Stimmung dementsprechend eher nicht so toll. Ich machte uns ein Müsli, von dem er immerhin noch schnell eine Schale essen konnte, bevor er in die Kälte verschwand (draußen lag mittlerweile richtig Schnee, es hatte in der Nacht geschneit und fing im Lauf des Vormittags wieder an, SO schön).

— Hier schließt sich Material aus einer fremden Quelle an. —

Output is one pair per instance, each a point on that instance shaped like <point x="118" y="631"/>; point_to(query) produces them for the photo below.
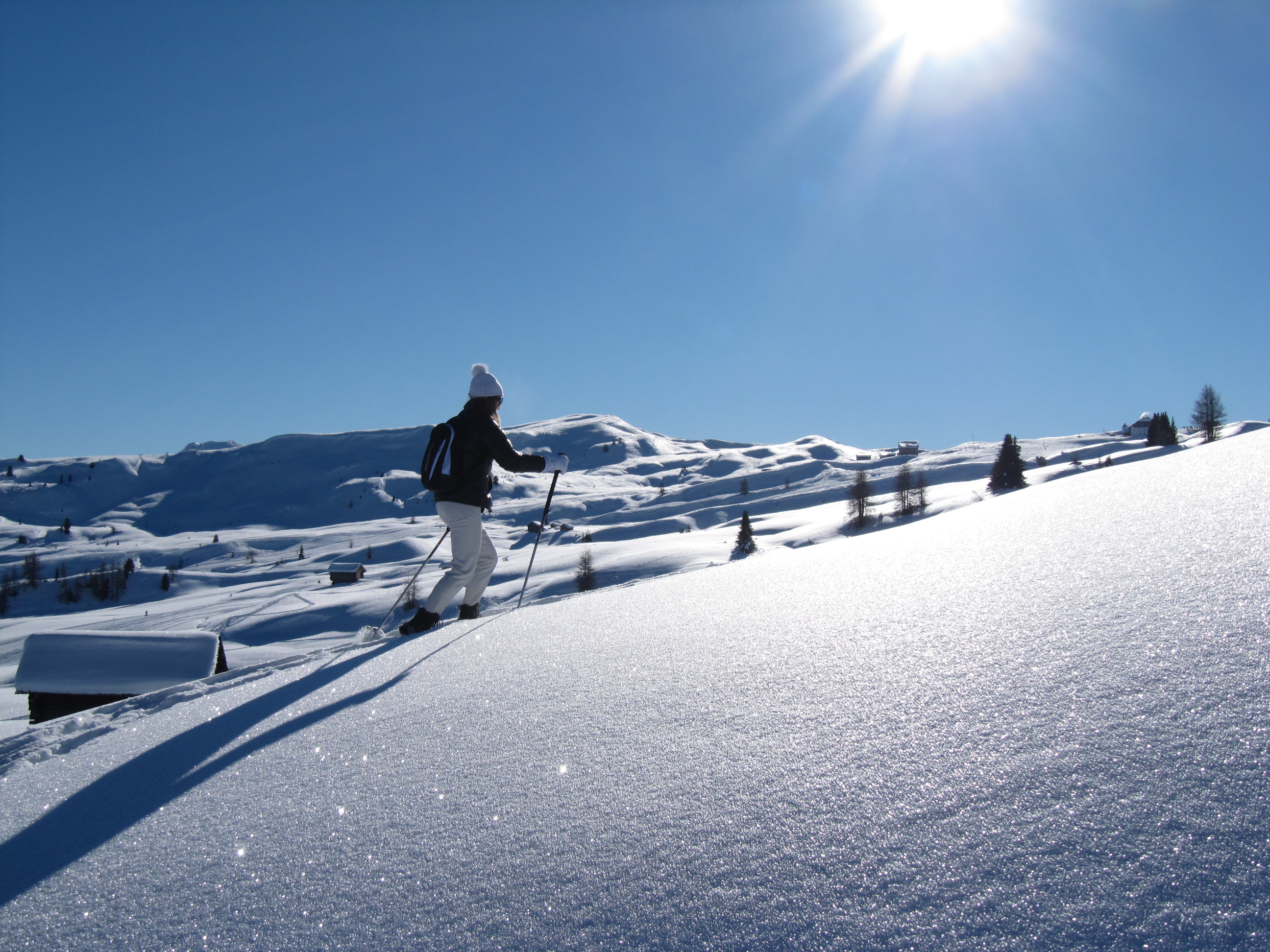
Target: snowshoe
<point x="422" y="621"/>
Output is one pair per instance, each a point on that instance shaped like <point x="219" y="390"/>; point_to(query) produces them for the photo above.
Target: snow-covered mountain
<point x="226" y="524"/>
<point x="1037" y="723"/>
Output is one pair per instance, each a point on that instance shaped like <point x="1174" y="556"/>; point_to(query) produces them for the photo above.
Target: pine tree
<point x="586" y="575"/>
<point x="920" y="490"/>
<point x="904" y="492"/>
<point x="1208" y="414"/>
<point x="1007" y="471"/>
<point x="32" y="571"/>
<point x="860" y="492"/>
<point x="746" y="544"/>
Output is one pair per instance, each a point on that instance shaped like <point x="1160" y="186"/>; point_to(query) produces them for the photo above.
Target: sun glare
<point x="943" y="26"/>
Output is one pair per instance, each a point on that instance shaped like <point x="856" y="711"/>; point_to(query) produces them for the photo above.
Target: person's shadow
<point x="132" y="791"/>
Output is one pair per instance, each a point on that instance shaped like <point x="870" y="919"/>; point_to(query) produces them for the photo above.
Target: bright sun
<point x="943" y="26"/>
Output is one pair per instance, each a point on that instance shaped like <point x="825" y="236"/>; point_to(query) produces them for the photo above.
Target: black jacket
<point x="481" y="443"/>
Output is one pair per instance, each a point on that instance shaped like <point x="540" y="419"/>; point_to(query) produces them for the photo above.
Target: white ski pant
<point x="471" y="558"/>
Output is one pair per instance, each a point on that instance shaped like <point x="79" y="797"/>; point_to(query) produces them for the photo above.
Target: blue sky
<point x="233" y="220"/>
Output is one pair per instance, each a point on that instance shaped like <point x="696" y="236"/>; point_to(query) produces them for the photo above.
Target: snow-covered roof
<point x="115" y="662"/>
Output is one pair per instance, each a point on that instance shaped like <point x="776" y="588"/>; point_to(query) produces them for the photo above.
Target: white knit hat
<point x="484" y="384"/>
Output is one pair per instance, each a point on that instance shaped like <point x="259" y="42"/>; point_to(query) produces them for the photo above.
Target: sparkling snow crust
<point x="1034" y="723"/>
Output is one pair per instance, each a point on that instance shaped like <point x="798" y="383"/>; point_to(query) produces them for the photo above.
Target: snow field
<point x="1037" y="723"/>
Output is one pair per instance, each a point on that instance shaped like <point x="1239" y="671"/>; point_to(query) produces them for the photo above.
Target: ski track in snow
<point x="1038" y="723"/>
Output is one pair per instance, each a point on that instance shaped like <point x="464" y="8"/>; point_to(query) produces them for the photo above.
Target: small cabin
<point x="68" y="672"/>
<point x="346" y="571"/>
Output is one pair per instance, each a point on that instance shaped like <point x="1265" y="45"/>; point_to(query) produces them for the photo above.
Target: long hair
<point x="487" y="406"/>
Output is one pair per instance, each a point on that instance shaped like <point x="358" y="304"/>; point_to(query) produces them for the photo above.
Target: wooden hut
<point x="346" y="571"/>
<point x="67" y="672"/>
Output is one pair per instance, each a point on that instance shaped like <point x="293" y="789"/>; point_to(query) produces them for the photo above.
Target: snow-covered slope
<point x="233" y="521"/>
<point x="1037" y="723"/>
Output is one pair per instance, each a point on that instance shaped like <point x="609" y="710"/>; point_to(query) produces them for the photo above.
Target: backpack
<point x="439" y="468"/>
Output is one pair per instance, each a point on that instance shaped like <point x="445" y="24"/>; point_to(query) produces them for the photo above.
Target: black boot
<point x="422" y="621"/>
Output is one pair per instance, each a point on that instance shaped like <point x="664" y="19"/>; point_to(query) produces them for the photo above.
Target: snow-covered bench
<point x="65" y="672"/>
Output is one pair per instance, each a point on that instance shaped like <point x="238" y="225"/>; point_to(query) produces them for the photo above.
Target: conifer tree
<point x="586" y="575"/>
<point x="32" y="571"/>
<point x="1208" y="414"/>
<point x="746" y="544"/>
<point x="904" y="490"/>
<point x="860" y="492"/>
<point x="1007" y="471"/>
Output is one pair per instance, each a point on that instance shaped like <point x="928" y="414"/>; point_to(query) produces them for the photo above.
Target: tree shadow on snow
<point x="132" y="791"/>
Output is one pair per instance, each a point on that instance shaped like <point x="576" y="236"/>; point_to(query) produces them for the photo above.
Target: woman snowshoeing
<point x="479" y="442"/>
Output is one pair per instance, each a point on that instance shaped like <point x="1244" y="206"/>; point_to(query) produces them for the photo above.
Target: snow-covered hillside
<point x="1037" y="723"/>
<point x="232" y="521"/>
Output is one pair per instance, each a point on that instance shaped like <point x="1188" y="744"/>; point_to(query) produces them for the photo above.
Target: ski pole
<point x="407" y="588"/>
<point x="541" y="526"/>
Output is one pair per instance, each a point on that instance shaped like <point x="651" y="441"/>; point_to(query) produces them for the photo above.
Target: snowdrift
<point x="1037" y="723"/>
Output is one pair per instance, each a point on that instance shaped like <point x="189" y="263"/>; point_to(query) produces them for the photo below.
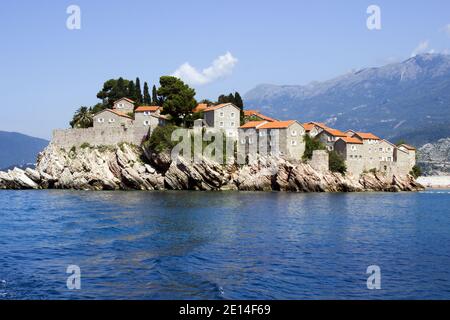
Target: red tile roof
<point x="147" y="109"/>
<point x="250" y="113"/>
<point x="120" y="114"/>
<point x="335" y="132"/>
<point x="367" y="136"/>
<point x="212" y="108"/>
<point x="351" y="140"/>
<point x="252" y="124"/>
<point x="200" y="107"/>
<point x="129" y="100"/>
<point x="277" y="124"/>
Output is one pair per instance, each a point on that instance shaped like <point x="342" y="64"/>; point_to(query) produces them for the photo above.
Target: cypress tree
<point x="131" y="94"/>
<point x="147" y="98"/>
<point x="238" y="101"/>
<point x="138" y="92"/>
<point x="155" y="99"/>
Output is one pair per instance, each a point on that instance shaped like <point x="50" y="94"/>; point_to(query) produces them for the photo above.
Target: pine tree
<point x="138" y="92"/>
<point x="147" y="98"/>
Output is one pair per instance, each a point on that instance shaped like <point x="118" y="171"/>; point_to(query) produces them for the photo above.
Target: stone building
<point x="314" y="128"/>
<point x="111" y="118"/>
<point x="124" y="105"/>
<point x="224" y="117"/>
<point x="147" y="116"/>
<point x="284" y="138"/>
<point x="329" y="136"/>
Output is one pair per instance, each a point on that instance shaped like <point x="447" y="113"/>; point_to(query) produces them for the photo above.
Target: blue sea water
<point x="224" y="245"/>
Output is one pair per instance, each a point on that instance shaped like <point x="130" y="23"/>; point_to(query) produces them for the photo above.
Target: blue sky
<point x="47" y="71"/>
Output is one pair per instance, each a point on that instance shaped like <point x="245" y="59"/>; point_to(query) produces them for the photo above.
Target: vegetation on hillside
<point x="83" y="118"/>
<point x="177" y="99"/>
<point x="161" y="139"/>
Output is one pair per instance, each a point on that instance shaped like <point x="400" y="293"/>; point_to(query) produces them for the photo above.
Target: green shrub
<point x="312" y="144"/>
<point x="416" y="171"/>
<point x="161" y="139"/>
<point x="337" y="163"/>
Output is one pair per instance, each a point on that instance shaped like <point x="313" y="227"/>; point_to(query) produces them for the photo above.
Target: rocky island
<point x="131" y="168"/>
<point x="125" y="144"/>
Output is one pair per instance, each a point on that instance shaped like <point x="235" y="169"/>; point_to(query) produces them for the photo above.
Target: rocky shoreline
<point x="128" y="167"/>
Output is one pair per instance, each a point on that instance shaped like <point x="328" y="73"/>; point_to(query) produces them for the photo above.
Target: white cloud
<point x="221" y="67"/>
<point x="447" y="29"/>
<point x="422" y="48"/>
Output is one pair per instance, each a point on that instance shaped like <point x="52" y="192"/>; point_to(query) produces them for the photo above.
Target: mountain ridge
<point x="19" y="149"/>
<point x="408" y="100"/>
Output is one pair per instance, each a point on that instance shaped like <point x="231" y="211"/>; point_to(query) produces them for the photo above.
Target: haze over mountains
<point x="19" y="150"/>
<point x="408" y="100"/>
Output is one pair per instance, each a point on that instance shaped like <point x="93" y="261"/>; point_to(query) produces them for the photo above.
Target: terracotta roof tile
<point x="367" y="135"/>
<point x="212" y="108"/>
<point x="335" y="132"/>
<point x="277" y="124"/>
<point x="351" y="140"/>
<point x="147" y="109"/>
<point x="252" y="124"/>
<point x="129" y="100"/>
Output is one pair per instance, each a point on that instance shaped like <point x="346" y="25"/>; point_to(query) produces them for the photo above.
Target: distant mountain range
<point x="19" y="150"/>
<point x="409" y="100"/>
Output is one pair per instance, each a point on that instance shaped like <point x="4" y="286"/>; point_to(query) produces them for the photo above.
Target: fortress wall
<point x="99" y="136"/>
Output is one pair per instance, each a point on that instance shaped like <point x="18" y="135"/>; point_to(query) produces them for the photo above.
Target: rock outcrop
<point x="128" y="167"/>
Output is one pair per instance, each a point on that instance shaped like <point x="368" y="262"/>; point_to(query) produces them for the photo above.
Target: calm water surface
<point x="195" y="245"/>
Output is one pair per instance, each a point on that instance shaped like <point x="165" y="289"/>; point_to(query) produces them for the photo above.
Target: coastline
<point x="133" y="168"/>
<point x="435" y="182"/>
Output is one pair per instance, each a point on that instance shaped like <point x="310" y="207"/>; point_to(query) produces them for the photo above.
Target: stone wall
<point x="99" y="136"/>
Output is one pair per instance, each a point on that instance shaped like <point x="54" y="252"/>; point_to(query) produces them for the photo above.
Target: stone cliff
<point x="131" y="168"/>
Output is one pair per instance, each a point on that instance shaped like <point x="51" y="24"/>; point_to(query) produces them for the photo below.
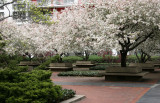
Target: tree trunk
<point x="123" y="58"/>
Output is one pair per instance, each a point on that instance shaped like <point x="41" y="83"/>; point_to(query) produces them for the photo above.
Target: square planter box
<point x="145" y="66"/>
<point x="31" y="64"/>
<point x="124" y="73"/>
<point x="60" y="66"/>
<point x="83" y="65"/>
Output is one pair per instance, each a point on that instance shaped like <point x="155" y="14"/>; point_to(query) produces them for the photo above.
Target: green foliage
<point x="72" y="59"/>
<point x="81" y="73"/>
<point x="44" y="65"/>
<point x="18" y="86"/>
<point x="132" y="59"/>
<point x="154" y="58"/>
<point x="95" y="58"/>
<point x="67" y="93"/>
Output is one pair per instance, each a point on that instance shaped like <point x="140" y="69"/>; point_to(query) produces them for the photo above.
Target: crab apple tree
<point x="32" y="38"/>
<point x="136" y="21"/>
<point x="82" y="29"/>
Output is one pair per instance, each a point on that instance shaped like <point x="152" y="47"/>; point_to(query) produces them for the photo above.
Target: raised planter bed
<point x="31" y="64"/>
<point x="83" y="65"/>
<point x="60" y="66"/>
<point x="124" y="73"/>
<point x="145" y="66"/>
<point x="155" y="63"/>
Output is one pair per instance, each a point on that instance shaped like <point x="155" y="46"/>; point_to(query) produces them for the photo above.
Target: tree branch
<point x="4" y="4"/>
<point x="144" y="39"/>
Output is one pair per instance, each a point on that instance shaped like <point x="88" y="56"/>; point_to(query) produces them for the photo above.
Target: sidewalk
<point x="97" y="90"/>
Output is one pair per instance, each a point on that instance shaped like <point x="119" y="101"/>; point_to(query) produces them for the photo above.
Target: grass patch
<point x="82" y="73"/>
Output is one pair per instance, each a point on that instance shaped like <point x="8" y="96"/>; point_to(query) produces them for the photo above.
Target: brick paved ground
<point x="97" y="90"/>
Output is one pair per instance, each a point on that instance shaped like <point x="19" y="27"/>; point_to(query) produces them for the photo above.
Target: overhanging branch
<point x="4" y="4"/>
<point x="144" y="39"/>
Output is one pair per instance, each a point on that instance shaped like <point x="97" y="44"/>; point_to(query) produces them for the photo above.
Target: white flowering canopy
<point x="107" y="24"/>
<point x="90" y="27"/>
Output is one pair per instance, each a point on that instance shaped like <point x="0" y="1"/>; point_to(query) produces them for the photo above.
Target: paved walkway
<point x="97" y="90"/>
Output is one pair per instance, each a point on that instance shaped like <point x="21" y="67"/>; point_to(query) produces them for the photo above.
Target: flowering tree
<point x="150" y="47"/>
<point x="125" y="24"/>
<point x="32" y="38"/>
<point x="81" y="29"/>
<point x="135" y="22"/>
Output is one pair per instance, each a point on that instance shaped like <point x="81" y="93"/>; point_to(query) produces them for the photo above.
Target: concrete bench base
<point x="60" y="68"/>
<point x="124" y="76"/>
<point x="82" y="68"/>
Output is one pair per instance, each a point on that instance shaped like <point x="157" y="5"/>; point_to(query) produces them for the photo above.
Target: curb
<point x="74" y="99"/>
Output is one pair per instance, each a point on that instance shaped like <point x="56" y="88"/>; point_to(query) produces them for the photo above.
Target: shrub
<point x="72" y="59"/>
<point x="95" y="58"/>
<point x="81" y="73"/>
<point x="17" y="86"/>
<point x="67" y="93"/>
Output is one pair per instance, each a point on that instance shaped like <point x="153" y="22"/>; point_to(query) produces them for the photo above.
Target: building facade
<point x="16" y="10"/>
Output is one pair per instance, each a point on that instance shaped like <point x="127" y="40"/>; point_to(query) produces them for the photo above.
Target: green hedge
<point x="44" y="65"/>
<point x="19" y="86"/>
<point x="81" y="73"/>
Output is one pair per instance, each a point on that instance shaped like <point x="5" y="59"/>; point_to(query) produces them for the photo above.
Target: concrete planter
<point x="83" y="65"/>
<point x="84" y="62"/>
<point x="60" y="66"/>
<point x="145" y="66"/>
<point x="31" y="64"/>
<point x="116" y="69"/>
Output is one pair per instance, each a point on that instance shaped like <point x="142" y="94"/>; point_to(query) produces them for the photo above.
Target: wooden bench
<point x="145" y="66"/>
<point x="83" y="65"/>
<point x="124" y="73"/>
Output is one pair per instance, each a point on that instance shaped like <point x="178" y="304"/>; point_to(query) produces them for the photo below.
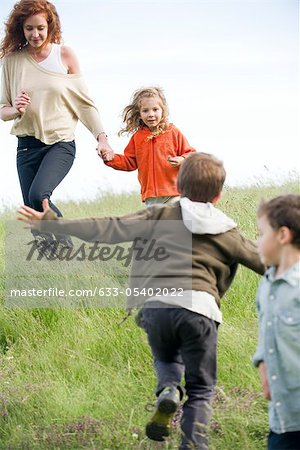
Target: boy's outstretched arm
<point x="110" y="230"/>
<point x="264" y="380"/>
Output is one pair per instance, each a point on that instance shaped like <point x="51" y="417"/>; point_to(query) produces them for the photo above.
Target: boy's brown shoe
<point x="160" y="423"/>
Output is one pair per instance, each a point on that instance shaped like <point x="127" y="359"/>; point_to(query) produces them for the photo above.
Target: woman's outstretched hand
<point x="104" y="149"/>
<point x="29" y="215"/>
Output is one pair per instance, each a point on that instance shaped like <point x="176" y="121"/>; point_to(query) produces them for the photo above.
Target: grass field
<point x="80" y="379"/>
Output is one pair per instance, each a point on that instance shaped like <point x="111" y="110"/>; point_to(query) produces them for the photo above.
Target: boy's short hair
<point x="201" y="177"/>
<point x="283" y="211"/>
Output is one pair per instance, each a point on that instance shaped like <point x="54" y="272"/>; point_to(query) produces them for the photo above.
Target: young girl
<point x="156" y="148"/>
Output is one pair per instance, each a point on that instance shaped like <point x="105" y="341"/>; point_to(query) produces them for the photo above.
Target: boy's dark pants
<point x="184" y="343"/>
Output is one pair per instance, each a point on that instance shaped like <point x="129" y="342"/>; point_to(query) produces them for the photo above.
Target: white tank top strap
<point x="53" y="61"/>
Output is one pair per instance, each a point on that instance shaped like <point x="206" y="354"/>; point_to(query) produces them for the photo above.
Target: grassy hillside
<point x="81" y="379"/>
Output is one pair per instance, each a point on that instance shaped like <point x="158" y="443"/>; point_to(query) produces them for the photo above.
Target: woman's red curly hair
<point x="14" y="38"/>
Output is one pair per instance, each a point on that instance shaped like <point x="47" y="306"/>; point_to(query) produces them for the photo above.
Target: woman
<point x="44" y="93"/>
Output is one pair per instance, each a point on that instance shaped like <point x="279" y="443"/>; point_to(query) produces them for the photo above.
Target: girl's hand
<point x="21" y="102"/>
<point x="104" y="149"/>
<point x="30" y="215"/>
<point x="175" y="161"/>
<point x="264" y="381"/>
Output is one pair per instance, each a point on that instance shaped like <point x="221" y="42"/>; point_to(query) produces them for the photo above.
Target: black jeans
<point x="184" y="343"/>
<point x="284" y="441"/>
<point x="41" y="168"/>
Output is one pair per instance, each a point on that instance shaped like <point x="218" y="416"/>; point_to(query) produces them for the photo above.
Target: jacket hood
<point x="204" y="218"/>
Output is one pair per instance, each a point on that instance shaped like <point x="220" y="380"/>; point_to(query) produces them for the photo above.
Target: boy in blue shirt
<point x="278" y="302"/>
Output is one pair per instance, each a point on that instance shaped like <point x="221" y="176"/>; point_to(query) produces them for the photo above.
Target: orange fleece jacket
<point x="150" y="156"/>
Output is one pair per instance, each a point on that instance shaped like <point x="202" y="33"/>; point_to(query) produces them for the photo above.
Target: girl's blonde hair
<point x="131" y="114"/>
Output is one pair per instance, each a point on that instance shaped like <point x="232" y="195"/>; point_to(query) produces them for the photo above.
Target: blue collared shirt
<point x="278" y="303"/>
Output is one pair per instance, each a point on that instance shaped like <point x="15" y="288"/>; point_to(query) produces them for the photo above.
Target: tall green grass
<point x="82" y="378"/>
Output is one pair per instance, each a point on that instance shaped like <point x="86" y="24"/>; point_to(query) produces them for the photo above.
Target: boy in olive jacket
<point x="198" y="249"/>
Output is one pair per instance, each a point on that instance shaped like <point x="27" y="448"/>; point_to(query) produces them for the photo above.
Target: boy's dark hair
<point x="201" y="177"/>
<point x="283" y="211"/>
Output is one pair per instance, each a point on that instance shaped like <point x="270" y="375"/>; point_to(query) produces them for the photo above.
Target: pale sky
<point x="229" y="68"/>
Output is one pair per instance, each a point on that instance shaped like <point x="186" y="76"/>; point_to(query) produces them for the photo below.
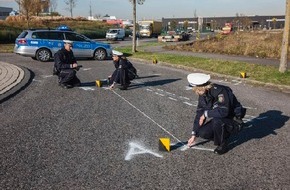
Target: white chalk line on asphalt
<point x="147" y="116"/>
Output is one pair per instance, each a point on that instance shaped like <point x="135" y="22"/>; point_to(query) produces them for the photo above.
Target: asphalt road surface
<point x="94" y="138"/>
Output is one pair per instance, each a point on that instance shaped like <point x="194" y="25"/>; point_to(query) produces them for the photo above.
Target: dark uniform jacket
<point x="120" y="75"/>
<point x="63" y="59"/>
<point x="218" y="102"/>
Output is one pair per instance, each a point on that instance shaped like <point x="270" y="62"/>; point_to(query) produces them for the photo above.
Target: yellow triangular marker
<point x="164" y="144"/>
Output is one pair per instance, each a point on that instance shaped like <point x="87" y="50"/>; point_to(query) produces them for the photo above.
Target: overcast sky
<point x="156" y="9"/>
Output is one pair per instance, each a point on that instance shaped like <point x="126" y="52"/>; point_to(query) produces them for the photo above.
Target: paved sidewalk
<point x="12" y="79"/>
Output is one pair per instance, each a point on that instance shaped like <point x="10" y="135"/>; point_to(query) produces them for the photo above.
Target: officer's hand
<point x="201" y="120"/>
<point x="191" y="141"/>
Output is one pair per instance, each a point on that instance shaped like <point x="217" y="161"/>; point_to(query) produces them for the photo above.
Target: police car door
<point x="81" y="45"/>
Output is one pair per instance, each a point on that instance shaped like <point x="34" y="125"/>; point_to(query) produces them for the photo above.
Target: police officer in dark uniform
<point x="66" y="66"/>
<point x="121" y="74"/>
<point x="216" y="112"/>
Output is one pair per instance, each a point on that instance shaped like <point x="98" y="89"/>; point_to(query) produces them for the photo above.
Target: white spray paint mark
<point x="35" y="80"/>
<point x="172" y="99"/>
<point x="46" y="76"/>
<point x="187" y="103"/>
<point x="136" y="149"/>
<point x="87" y="88"/>
<point x="188" y="88"/>
<point x="182" y="97"/>
<point x="159" y="94"/>
<point x="185" y="147"/>
<point x="147" y="117"/>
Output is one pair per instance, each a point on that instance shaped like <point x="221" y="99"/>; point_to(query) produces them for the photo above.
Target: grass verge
<point x="265" y="74"/>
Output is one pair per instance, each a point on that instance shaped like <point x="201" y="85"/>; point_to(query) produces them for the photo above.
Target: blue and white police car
<point x="42" y="44"/>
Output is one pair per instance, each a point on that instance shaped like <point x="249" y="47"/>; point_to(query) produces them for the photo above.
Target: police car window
<point x="23" y="34"/>
<point x="74" y="37"/>
<point x="40" y="35"/>
<point x="56" y="36"/>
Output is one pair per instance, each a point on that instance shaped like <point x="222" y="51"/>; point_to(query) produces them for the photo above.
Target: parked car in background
<point x="115" y="34"/>
<point x="42" y="44"/>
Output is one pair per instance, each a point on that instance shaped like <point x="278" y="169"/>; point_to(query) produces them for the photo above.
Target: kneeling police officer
<point x="65" y="66"/>
<point x="217" y="112"/>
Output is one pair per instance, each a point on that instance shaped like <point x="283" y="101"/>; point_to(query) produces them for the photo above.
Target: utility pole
<point x="285" y="41"/>
<point x="134" y="27"/>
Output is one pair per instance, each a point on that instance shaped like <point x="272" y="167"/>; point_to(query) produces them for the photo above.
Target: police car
<point x="42" y="44"/>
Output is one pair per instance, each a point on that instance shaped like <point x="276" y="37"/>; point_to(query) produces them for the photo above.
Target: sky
<point x="158" y="9"/>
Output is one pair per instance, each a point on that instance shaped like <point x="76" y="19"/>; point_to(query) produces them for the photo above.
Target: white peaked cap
<point x="197" y="79"/>
<point x="117" y="53"/>
<point x="68" y="41"/>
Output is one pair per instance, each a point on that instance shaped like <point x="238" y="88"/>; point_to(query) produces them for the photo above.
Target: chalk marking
<point x="46" y="76"/>
<point x="185" y="147"/>
<point x="182" y="97"/>
<point x="87" y="88"/>
<point x="35" y="80"/>
<point x="172" y="99"/>
<point x="147" y="117"/>
<point x="188" y="88"/>
<point x="136" y="149"/>
<point x="187" y="103"/>
<point x="159" y="94"/>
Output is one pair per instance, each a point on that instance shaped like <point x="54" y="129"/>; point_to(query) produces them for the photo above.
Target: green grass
<point x="266" y="74"/>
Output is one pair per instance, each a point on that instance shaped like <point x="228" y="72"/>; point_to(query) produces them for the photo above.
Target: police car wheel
<point x="43" y="55"/>
<point x="100" y="54"/>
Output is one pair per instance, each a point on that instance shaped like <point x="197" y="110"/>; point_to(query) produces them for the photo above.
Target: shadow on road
<point x="263" y="125"/>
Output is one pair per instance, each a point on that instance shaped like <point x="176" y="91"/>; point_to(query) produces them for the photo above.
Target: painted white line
<point x="87" y="88"/>
<point x="147" y="117"/>
<point x="159" y="94"/>
<point x="182" y="97"/>
<point x="172" y="99"/>
<point x="46" y="76"/>
<point x="136" y="149"/>
<point x="188" y="88"/>
<point x="187" y="103"/>
<point x="185" y="147"/>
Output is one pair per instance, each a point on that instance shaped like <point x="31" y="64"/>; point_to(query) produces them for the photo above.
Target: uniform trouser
<point x="68" y="76"/>
<point x="216" y="130"/>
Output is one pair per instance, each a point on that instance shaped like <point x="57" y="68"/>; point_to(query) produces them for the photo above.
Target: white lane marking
<point x="46" y="76"/>
<point x="35" y="80"/>
<point x="159" y="94"/>
<point x="182" y="97"/>
<point x="147" y="117"/>
<point x="187" y="103"/>
<point x="188" y="88"/>
<point x="185" y="147"/>
<point x="136" y="149"/>
<point x="172" y="99"/>
<point x="87" y="88"/>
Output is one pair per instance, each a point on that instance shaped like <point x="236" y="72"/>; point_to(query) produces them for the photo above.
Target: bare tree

Ich ließ oben Harold weiterfahren, frühstückte auch, putzte dann das obere Stockwerk und ging duschen, und da war der Liebste schon wieder da: Bei ihm war es schnell gegangen (nur der Funkschein für Binnengewässer, der See-Funkschein ist aufwendiger und dauert länger), er hatte souverän bestanden. Und war jetzt richtig krank. Er setzte sich gleich mal an den Laptop und sagte die Teilnahme am Halbmarathon am Sonntag ab (das war die verschobene Anmeldung vom Lauf im August, an dem er wegen Corona nicht hatte teilnehmen können, tolles Timing) und außerdem seine Mithilfe beim Glühweinstand des Sportvereins (wo er eigentlich vor dem Lauf hätte beim Aufbau helfen wollen).
Den restlichen Tag zog er sich niesend und hustend aufs Sofa zurück, begleitet von jeweils einer Katze (die beiden wechselten sich ab), während ich den Haushaltskram erledigte. Ich sortierte die Wäsche, startete eine Maschine und ging dann zum Supermarkt nebenan das Nötigste einkaufen (den großen Wocheneinkauf ließ ich bleiben, ich wollte nicht im Schnee mit dem Wagen zum Alnatura). Recht voll am späten Vormittag, ich hatte mir eine Maske aufgesetzt und war bei weitem nicht die Einzige.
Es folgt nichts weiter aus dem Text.